This is most likely an attempted attack, conceivably a misconfiguration of someone’s server; see https://whois.domaintools.com/92.42.109.98
Palestine is a common source of attacks.
The error was related to pjsip not accepting an @ in the user field of the Contact header.
Depending on whether you have external extensions, etc., you could block SIP from unknown addresses with FreePBX firewall and/or your hardware firewall. Otherwise, you shouldn’t get many of these if the attacker got blocked by fail2ban.
Sure you can. But you should notice that the country of origin of an IP address isn’t necessarily the same country the attack comes from. Depending on the routing you could also block yourself with that.
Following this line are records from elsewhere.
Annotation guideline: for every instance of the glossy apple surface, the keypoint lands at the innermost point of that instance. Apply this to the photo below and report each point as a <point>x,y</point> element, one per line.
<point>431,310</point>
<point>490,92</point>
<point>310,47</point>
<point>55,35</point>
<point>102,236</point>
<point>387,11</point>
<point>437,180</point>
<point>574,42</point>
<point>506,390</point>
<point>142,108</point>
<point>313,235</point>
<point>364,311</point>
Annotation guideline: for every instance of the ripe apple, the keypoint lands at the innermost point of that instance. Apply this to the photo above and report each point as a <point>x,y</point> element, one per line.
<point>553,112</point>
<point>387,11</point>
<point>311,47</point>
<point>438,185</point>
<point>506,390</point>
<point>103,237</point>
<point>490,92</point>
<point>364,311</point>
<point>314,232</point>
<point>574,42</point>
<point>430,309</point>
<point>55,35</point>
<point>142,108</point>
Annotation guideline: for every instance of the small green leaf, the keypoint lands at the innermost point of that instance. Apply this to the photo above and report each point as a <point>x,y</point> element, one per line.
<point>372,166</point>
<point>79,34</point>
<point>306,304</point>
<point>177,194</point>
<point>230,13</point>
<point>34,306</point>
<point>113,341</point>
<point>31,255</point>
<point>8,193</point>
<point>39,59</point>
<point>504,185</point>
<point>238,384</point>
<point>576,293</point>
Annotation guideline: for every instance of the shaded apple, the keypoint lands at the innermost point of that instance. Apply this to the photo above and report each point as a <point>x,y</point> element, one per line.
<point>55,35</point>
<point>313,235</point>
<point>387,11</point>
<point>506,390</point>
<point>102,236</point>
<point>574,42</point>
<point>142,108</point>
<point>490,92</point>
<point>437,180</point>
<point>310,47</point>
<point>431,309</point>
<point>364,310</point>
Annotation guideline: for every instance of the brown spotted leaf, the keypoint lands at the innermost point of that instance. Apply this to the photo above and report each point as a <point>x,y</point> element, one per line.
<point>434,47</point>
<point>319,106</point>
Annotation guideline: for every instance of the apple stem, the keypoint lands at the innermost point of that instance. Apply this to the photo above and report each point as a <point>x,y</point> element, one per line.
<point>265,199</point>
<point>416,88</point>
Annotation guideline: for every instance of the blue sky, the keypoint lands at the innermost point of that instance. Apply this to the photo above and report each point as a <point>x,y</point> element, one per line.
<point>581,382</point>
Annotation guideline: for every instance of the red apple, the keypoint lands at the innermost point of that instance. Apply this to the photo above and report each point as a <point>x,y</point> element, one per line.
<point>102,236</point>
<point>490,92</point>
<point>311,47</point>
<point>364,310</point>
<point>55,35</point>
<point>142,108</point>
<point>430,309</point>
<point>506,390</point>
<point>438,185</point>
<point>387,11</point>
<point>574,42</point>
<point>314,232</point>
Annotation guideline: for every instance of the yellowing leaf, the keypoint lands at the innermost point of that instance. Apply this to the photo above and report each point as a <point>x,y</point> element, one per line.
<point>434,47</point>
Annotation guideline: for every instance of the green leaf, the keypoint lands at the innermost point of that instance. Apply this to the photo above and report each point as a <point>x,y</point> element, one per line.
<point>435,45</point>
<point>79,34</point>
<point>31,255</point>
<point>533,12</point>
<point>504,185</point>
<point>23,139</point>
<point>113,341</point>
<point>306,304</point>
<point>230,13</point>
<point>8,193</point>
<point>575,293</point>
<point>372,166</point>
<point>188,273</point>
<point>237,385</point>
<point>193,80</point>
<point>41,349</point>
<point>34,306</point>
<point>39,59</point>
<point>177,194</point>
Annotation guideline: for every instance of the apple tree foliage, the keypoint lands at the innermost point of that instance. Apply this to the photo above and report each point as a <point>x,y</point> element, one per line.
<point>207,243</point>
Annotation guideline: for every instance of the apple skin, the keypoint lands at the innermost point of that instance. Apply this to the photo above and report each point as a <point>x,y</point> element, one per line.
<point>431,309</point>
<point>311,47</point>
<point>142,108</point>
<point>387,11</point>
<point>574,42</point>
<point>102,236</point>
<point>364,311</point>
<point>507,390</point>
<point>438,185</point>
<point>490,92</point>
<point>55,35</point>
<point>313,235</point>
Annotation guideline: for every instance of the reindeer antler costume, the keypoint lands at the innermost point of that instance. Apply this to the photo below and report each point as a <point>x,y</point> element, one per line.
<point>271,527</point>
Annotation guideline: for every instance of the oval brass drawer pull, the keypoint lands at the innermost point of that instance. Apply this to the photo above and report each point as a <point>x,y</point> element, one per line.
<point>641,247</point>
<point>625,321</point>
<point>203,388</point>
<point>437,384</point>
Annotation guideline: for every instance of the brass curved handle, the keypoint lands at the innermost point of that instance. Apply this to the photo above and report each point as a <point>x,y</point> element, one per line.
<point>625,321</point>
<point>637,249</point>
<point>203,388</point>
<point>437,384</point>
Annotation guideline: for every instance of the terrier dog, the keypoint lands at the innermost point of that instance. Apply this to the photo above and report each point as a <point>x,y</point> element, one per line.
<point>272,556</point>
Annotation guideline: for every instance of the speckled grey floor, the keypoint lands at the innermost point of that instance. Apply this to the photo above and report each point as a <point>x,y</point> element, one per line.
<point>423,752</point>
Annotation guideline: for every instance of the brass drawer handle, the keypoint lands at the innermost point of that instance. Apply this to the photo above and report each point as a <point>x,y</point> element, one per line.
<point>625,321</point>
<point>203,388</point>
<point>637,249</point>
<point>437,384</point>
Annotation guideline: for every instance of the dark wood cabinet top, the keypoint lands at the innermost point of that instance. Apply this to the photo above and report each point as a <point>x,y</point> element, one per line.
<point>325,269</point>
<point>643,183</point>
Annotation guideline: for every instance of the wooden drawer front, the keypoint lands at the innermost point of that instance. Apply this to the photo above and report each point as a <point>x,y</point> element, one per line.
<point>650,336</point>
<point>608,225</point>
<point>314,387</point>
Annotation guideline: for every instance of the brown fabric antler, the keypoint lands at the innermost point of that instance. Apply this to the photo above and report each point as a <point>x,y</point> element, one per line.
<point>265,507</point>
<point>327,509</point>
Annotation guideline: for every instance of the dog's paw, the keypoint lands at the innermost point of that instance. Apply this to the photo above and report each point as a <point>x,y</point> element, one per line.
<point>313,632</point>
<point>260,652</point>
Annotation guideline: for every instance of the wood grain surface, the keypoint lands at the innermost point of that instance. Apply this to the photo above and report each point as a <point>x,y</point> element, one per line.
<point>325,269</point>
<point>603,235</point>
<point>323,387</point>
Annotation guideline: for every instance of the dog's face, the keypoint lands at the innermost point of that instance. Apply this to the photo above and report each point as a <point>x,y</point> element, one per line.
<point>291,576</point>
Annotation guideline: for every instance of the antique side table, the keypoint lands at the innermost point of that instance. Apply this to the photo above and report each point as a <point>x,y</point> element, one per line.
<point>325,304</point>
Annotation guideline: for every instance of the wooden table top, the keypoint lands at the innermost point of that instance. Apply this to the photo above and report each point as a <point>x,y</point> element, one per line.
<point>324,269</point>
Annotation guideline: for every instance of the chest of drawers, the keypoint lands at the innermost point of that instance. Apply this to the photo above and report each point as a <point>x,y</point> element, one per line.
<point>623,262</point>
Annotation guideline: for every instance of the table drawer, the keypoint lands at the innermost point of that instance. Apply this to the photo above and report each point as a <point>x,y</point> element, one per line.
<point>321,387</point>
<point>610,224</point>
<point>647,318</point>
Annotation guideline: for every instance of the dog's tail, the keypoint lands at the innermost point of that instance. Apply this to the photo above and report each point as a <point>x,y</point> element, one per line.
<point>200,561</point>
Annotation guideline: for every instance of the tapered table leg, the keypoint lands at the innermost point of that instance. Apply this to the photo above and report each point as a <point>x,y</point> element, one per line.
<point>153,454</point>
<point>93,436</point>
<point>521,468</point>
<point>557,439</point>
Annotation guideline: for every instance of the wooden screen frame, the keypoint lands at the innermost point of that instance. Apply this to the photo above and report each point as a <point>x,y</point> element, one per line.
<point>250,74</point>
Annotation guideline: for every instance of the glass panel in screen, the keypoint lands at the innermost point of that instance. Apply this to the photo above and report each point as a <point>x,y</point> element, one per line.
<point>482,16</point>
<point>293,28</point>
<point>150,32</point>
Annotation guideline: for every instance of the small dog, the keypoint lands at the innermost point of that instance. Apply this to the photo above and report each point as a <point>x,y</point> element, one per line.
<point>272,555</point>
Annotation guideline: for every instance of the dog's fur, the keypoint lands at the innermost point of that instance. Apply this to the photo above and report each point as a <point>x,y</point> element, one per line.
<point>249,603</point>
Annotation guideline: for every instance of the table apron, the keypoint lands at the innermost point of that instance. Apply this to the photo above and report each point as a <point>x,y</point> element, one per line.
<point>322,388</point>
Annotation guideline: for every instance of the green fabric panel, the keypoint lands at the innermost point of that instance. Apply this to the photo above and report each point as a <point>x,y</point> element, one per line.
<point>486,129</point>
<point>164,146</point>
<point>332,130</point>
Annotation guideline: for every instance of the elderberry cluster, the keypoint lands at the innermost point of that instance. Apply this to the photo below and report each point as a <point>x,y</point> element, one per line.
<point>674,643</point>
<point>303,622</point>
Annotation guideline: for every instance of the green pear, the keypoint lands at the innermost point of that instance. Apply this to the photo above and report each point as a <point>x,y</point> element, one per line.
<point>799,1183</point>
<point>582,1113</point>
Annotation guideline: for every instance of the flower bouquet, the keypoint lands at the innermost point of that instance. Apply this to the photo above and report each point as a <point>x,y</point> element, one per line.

“In each incident, the intruders have left behind a “web shell,” an easy-to-use, password-protected hacking tool that can be accessed over the Internet from any browser. The web shell gives the attackers administrative access to the victim’s computer servers.”
Hard to be empirical, but over the years I have seen +99.9% probes coming in from UDP/5000-5099 . That leaves you over 60000 more choices and at least two other protocols, choose wisely and you will get significantly less noise. Add a port scan and port flood rule to your iptables against that chosen port and you will feel like the Maytag repairman
If your firewall allows any IP to scan 65000 ports or anynumber of IP’s to scan any one port that you use more than a few per second without doing something about it, I would suggest your firewall is pretty lame.
Little surprised we’re having this discussion. The idea is you employ other people’s servers in the U.S. to run attack scripts targeting VoIP servers elsewhere, NOT on the Exchange server. I was simply giving you one of many examples of compromised U.S. IP addresses. Perhaps you’ve heard of Solarwinds?